Gathering increasing quantities of data has its problems when it comes to making sense of it. Up until this year, national patient survey reports have made comparisons between the most recent set of results and specific previous time-points (for 2016, the data were compared back to 2015, 2011 and 2006). The problem with this is twofold: the large numbers contributing to these results render very small differences ‘statistically significant’, and fluctuations over time can reverse these differences in the next wave of data: this year’s significant increase may turn out to be next year’s significant decrease. In some situations, small changes may accumulate over time but be missed by the tests applied.

This year’s publication makes use of a new approach to analysing trends. ‘P-charts’ or ‘process-control charts’ will be familiar to those versed in the ways of Six-Sigma, an established suite of quality-control methods that has seen use elsewhere in the NHS[4]. The charts tackle the above two issues by taking a strongly-visual approach to interpreting the results and by differentiating ‘natural’ (ie expected) variation from changes that reflect probable differences in experience. The data go back to 2009; previous years are excluded because the weighting used to account for non-response cannot be applied to earlier surveys. The results are revealing.

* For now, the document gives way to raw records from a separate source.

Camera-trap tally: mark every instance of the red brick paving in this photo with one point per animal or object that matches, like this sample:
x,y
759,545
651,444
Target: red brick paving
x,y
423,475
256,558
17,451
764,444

Many questions in the survey show little change from earlier years. A few show steady, long-term improvement. Amongst these is the question on ward cleanliness (Q16 in the 2017 survey), those on food quality and choice (Q19 & Q20), on privacy (Q39 & Q40), and several questions on the quality of interactions between staff and patients (the ‘Doctors’ and ‘Nurses’ sections of the questionnaire and a number of questions) and on patients’ involvement in their care. Two key summary items, the Overall rating of care and whether patients felt they were treated with respect and dignity, have also shown steady improvement (Figure 1).

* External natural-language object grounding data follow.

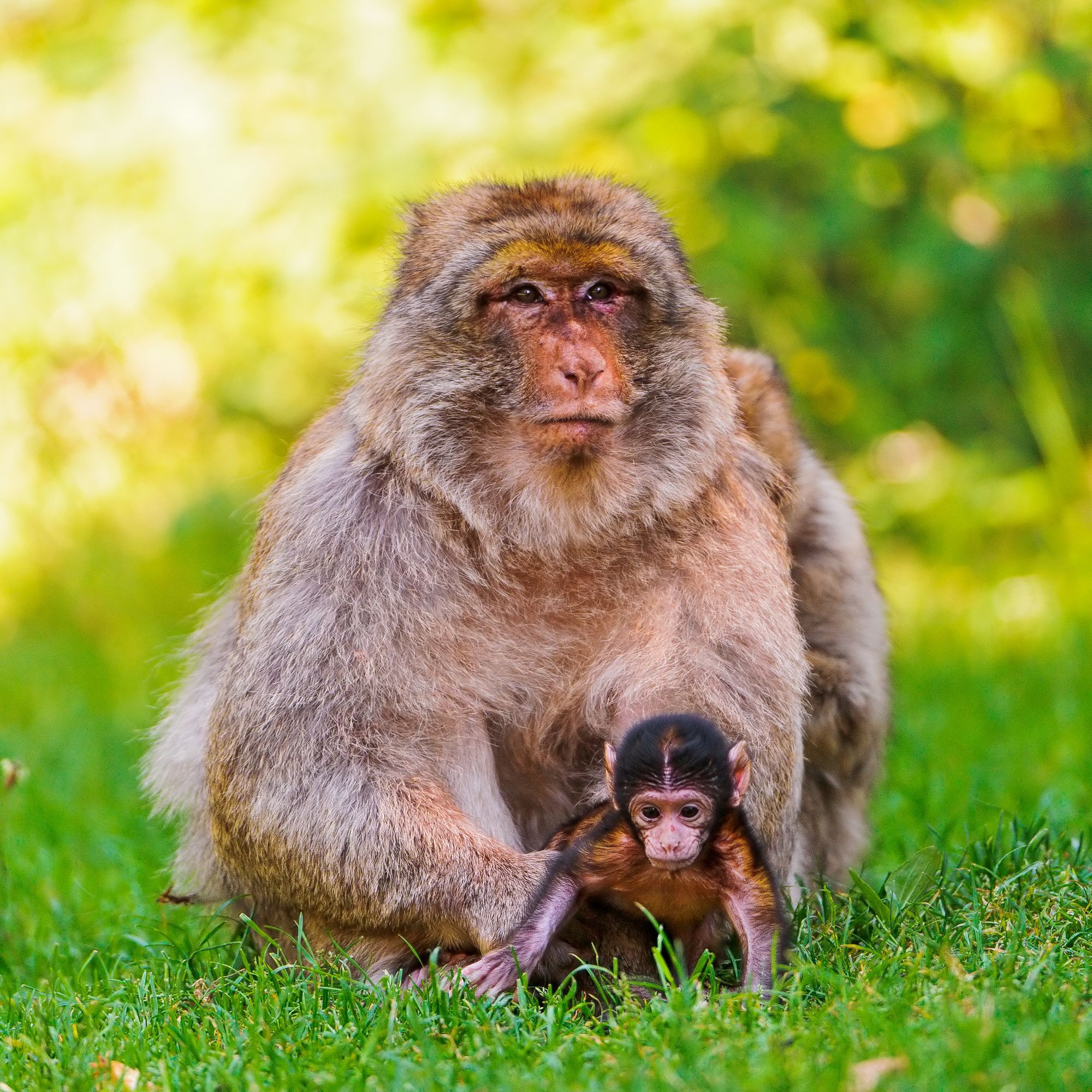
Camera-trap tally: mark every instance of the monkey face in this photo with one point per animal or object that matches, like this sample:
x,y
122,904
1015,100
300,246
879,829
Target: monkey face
x,y
674,825
548,365
569,323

Figure 1: Improvement in overall rating of experience

In very few cases was there a sustained decline in reported experience. This was, however, evident for the length of delays when being discharged. There are also signs that some of the improvements may be levelling off. The proportion of people indicating that their ward was very clean has remained flat over the last three surveys (Figure 2), while there has been a downturn since 2015 in the proportion reporting that they were definitely involved in decisions about their care. Both of these results followed an earlier run of continuous improvement, and similar patterns are visible in ratings of privacy.

 

Figure 2: Is progress in cleanliness levelling off?

The data also reveal trends in patterns of care as well as patient demographics. There has, for example, been an increase in the proportion of respondents who were admitted in an emergency (in line with other data sources) and in those who spent time in a critical care unit, while the proportion of patients reporting that they experienced pain, or indicating that they had an operation, declined. The proportion of respondents in the older age bands has increased markedly since 2009.

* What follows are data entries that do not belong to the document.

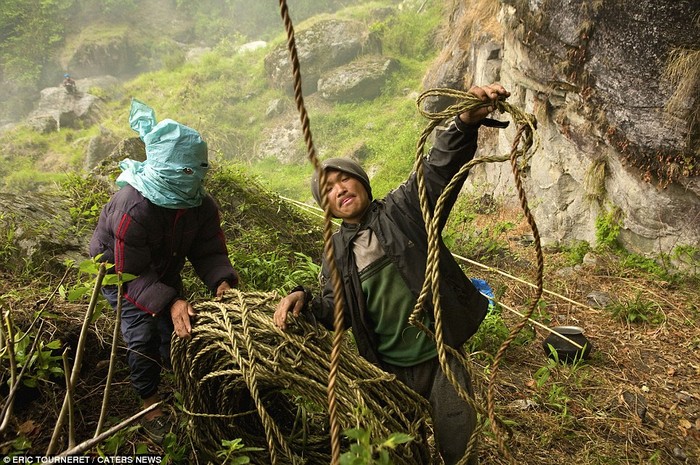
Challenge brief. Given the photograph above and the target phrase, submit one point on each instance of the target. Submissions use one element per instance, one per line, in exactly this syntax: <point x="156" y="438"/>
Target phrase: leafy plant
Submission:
<point x="607" y="226"/>
<point x="86" y="199"/>
<point x="556" y="396"/>
<point x="232" y="450"/>
<point x="42" y="365"/>
<point x="638" y="310"/>
<point x="364" y="452"/>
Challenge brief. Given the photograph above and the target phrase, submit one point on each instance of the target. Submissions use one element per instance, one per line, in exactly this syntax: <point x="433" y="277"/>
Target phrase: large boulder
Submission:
<point x="322" y="46"/>
<point x="57" y="108"/>
<point x="593" y="75"/>
<point x="360" y="80"/>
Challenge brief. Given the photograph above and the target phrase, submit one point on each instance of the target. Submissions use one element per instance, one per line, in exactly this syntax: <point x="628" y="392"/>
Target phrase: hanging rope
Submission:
<point x="327" y="235"/>
<point x="522" y="149"/>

So yes, the NHS does seem to have become more patient-focused, and there have been improvements in some key areas, including those related to the problems of the previous decade. There are also signs that progress may be slowing or even, in some cases, reversing. Elsewhere, we have found relationships between workforce factors, system capacity and patient experience ratings. The latest findings from the inpatient survey may signal that strain within the system is placing limits on what can be achieved. These results will need revisiting in future years for confirmation.

[1] http://webarchive.nationalarchives.gov.uk/20080930073008/http://www.healthcarecommission.org.uk/_db/_documents/Stoke_Mandeville.pdf
[2] http://webarchive.nationalarchives.gov.uk/20080930073008/http://www.healthcarecommission.org.uk/_db/_documents/Maidstone_and_Tunbridge_Wells_follow_up_visit_report_-_Dec_07.pdf
[3] http://webarchive.nationalarchives.gov.uk/20150407084003/http://www.midstaffspublicinquiry.com/
[4] https://www.england.nhs.uk/improvement-hub/wp-content/uploads/sites/44/2017/11/Lean-Six-Sigma-Some-Basic-Concepts.pdf

Tags: Inpatient Survey, Inpatients Survey, NHS.